B. Had no documentation of patient comfort or safety notation while in restraints on 2/11/15 from 8 PM to 6 AM on 2/12/15 and 8 AM and 10 AM on 2/23/15 in the EMR portion of the chart titled "All Restraints Flowsheet", specifically the "Restraint Monitoring" section.
e. Pt. #5 had no documentation of patient comfort or safety notation while in restraints for the 8 AM, 10 AM, 12 PM and 2 PM checks of restraints on 1/20/15 in the EMR portion of the chart titled "All Restraints Flowsheet", specifically the "Restraint Monitoring" section.
f. Pt. #7 had no documentation of patient comfort or safety notation while in restraints for the restraints documented from 3 PM on 2/6/15 through 6 AM on 2/8/15 in the EMR portion of the chart titled "All Restraints Flowsheet", specifically the "Restraint Monitoring" section.

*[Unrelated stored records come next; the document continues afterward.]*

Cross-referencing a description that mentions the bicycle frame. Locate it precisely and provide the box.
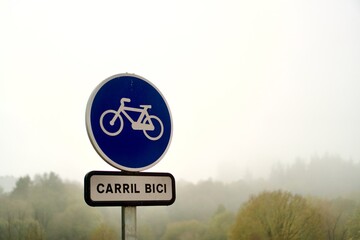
[111,98,154,130]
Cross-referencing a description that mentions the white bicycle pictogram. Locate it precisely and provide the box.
[100,98,164,141]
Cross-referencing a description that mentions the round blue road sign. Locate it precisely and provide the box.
[86,74,172,172]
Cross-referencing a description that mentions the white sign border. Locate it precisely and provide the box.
[85,73,174,172]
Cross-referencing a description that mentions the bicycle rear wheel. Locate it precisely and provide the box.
[100,109,124,137]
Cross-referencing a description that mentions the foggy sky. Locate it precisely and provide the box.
[0,0,360,181]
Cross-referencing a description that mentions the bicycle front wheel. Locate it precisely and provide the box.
[100,109,124,137]
[143,115,164,141]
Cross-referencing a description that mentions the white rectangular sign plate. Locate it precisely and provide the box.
[84,171,175,206]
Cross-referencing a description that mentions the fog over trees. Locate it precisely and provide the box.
[0,155,360,240]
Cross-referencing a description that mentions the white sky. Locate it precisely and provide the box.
[0,0,360,181]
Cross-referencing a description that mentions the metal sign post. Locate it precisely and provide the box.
[121,206,137,240]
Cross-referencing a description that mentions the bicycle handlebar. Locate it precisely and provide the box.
[120,98,131,103]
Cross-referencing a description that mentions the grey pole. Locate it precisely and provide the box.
[121,206,137,240]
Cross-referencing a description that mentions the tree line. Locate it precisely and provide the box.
[0,156,360,240]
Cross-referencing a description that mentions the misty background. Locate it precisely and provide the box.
[0,0,360,182]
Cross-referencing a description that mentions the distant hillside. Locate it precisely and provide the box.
[0,176,17,192]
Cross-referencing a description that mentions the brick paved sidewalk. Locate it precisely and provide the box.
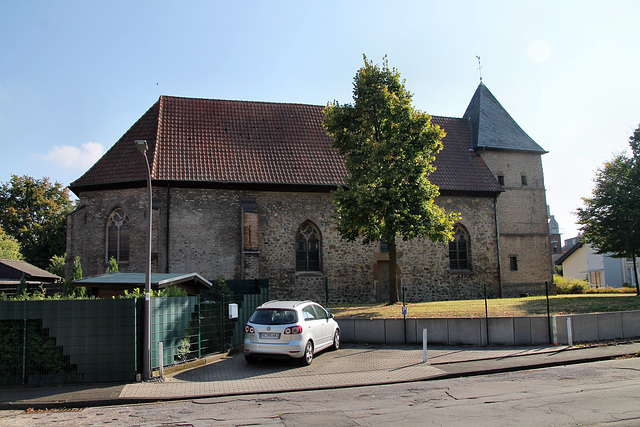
[120,345,564,399]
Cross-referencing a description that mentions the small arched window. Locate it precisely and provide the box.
[449,224,470,270]
[296,221,322,271]
[106,208,129,262]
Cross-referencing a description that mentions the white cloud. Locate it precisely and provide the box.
[527,40,551,64]
[37,142,105,170]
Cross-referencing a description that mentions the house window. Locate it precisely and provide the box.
[380,239,389,254]
[106,208,129,262]
[449,224,469,270]
[296,221,322,271]
[509,256,518,271]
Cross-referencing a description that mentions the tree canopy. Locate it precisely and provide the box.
[323,56,458,303]
[0,227,23,261]
[0,175,73,269]
[577,126,640,294]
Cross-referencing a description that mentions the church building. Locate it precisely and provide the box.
[67,83,552,303]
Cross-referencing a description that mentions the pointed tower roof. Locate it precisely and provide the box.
[463,82,547,154]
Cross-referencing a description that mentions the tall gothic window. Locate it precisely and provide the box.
[296,221,322,271]
[107,208,129,262]
[449,224,470,270]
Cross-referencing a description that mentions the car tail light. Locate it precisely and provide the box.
[284,326,302,335]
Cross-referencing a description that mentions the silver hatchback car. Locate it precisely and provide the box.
[244,301,340,365]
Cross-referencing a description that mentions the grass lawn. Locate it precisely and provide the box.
[330,294,640,318]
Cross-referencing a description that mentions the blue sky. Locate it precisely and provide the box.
[0,0,640,238]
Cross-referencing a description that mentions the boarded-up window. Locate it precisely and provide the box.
[106,208,129,262]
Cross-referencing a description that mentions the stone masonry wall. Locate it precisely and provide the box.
[481,150,555,297]
[67,187,498,303]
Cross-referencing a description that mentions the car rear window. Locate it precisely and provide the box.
[249,308,298,325]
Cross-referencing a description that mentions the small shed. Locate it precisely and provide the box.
[72,273,212,298]
[0,259,62,295]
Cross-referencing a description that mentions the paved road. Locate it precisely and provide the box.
[0,358,640,427]
[0,342,640,409]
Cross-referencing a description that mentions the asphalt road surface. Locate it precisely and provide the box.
[0,358,640,427]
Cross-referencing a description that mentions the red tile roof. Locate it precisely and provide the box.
[69,96,501,194]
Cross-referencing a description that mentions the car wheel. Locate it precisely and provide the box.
[300,341,313,366]
[331,329,340,351]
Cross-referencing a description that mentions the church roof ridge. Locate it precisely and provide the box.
[69,95,502,194]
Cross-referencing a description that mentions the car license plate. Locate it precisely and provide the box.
[260,332,280,339]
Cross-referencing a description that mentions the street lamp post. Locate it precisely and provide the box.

g. Pt. #8 had no documentation of patient comfort or safety notation while in restraints for the restraints documented for the 8 AM, 10 AM, and 12 PM restraint checks of 2/9/15 in the EMR portion of the chart titled "All Restraints Flowsheet", specifically the "Restraint Monitoring" section.
h. Pt. #9:
A. Lacked every two hour monitoring of patient restraints between the checks of 9 PM on 2/22/15 to the midnight documentation on 2/23/15; between the 12:35 PM and 4 PM checks on 2/23/15; and between the 4 PM and 8 PM documentation on 2/23/15 in the EMR portion of the chart titled "All Restraints Flowsheet", specifically the "Restraint Monitoring" section.
B. Had no documentation of patient comfort or safety notation while in restraints on 2/22/15 from 3 PM to Midnight on 2/23/15 and again between 12:35 PM on 2/23/25 and the 8 PM documentation of comfort and safety in the EMR portion of the chart titled "All Restraints Flowsheet", specifically the "Restraint Monitoring" section.
3. Interview with staff member #57, the RN CNS (certified nurse specialists) for NCC1 and NCC3 (neuro critical care units), and #58, the RN CNS for 4S and 5N, at 4:15 PM on 2/25/15 and 10:00 AM on 2/26/15 indicated:
a. Every 2 hours monitoring of restraints was not documented for patients #4 and #9.
b. There was no every 2 hour documentation of safety and comfort checks for patients as listed in 2. above.